The units – apartments, duplexes, etc. – account for half the hardscrabble city's rental properties. They're clustered around a redevelopment site anchored by a Four Seasons Hotel, and wedged between Highway 101 and the border with wealthy Palo Alto.
"It's people working multiple jobs to put food on the table, to afford health care and to pay rent," said tenant Christopher Lund, who has led opposition to Page Mill. "But it's prime real estate in terms of its location with respect to Palo Alto."
Despite the rent-control laws, it's possible under certain circumstances to increase rents – sometimes substantially. That's especially true when a new tenant moves in.
But the process can be long and messy. Tenants sue. Elected officials step in. The landlords in both CalPERS deals were able to raise rents on hundreds of units, but they couldn't move quickly enough. Then the market collapsed.

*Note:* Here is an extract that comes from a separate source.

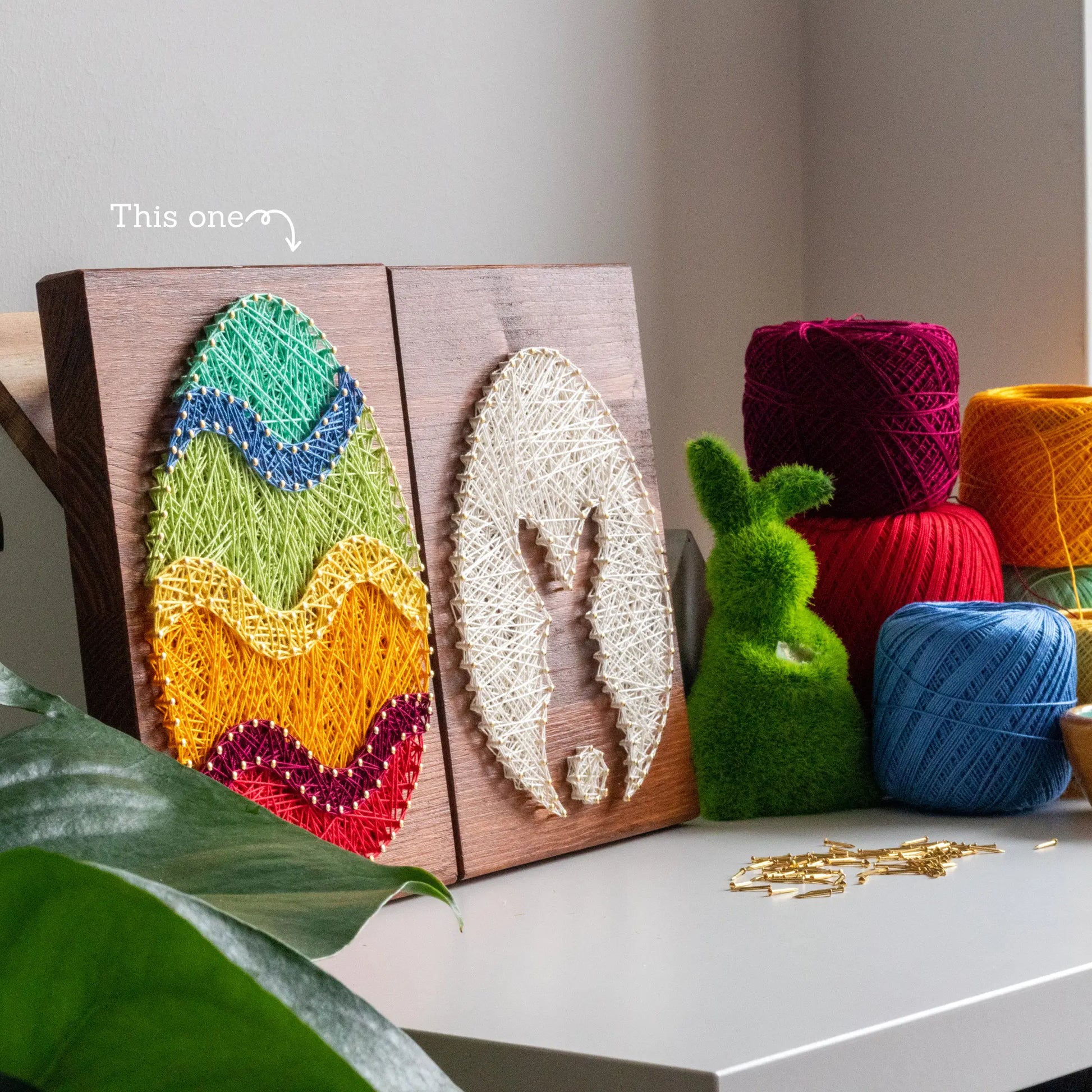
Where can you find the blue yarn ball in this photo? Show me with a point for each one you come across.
(967, 700)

In New York, the $3 billion loan was just turned over to a "special servicer," a firm that deals with troubled debts.
Tishman Speyer, the New York landlord, said it hopes the move can "facilitate negotiations on a restructuring of the debt load." But default appears more likely. Fitch Ratings, the Wall Street credit analyst, said the partnership will run out of money by Dec. 31.
Rents raised 30% or more
In East Palo Alto, the business model rested on a wrinkle in the rent-control law.
After the 2001 recession, actual rents fell considerably in the city and never recovered. That left a yawning gap between what tenants were paying and what CalPERS' partner, Page Mill, believed it could legally charge under the rent-control ceiling.
All at once, rents on many units jumped 30 percent or more, said Lund, an organizer for the East Palo Alto Fair Rent Coalition. The average unit went from about $900 a month to $1,200, he said.
Lund, 41, who rents a unit in a fourplex, said his payments doubled to about $1,400.
Tenant advocates said Page Mill was using a questionable reading of the law. The city passed an emergency ordinance halting the rent hikes. Page Mill sued, and got the law overturned.
More litigation followed. A few tenants, including Lund, were able to get their rent increases rolled back.
Lund said Page Mill began a campaign to drive tenants out. Tenants who were a day late with their rent, or who posted fliers in their windows supporting the Fair Rent Coalition, were threatened with eviction, he said.
The motivation, he said, was money. When an apartment in East Palo Alto becomes vacant, rent controls are temporarily lifted and the landlord can start the new tenant off at a market rate.
Page Mill disputes Lund's charges. It improved the units and only drove away "the drug dealers, the gang members and the troublemakers," said spokesman Sam Singer.
He said tenant opposition had nothing to do with Page Mill's woes. "This is strictly a market-driven issue."
Page Mill missed a $50 million payment to Wells Fargo, and the bank filed a default notice last month. Singer said "there's certainly the hope that Page Mill can pull this out."
But CalPERS appears to have less confidence.
"We decided we weren't going to put any more money into that," said McKinley.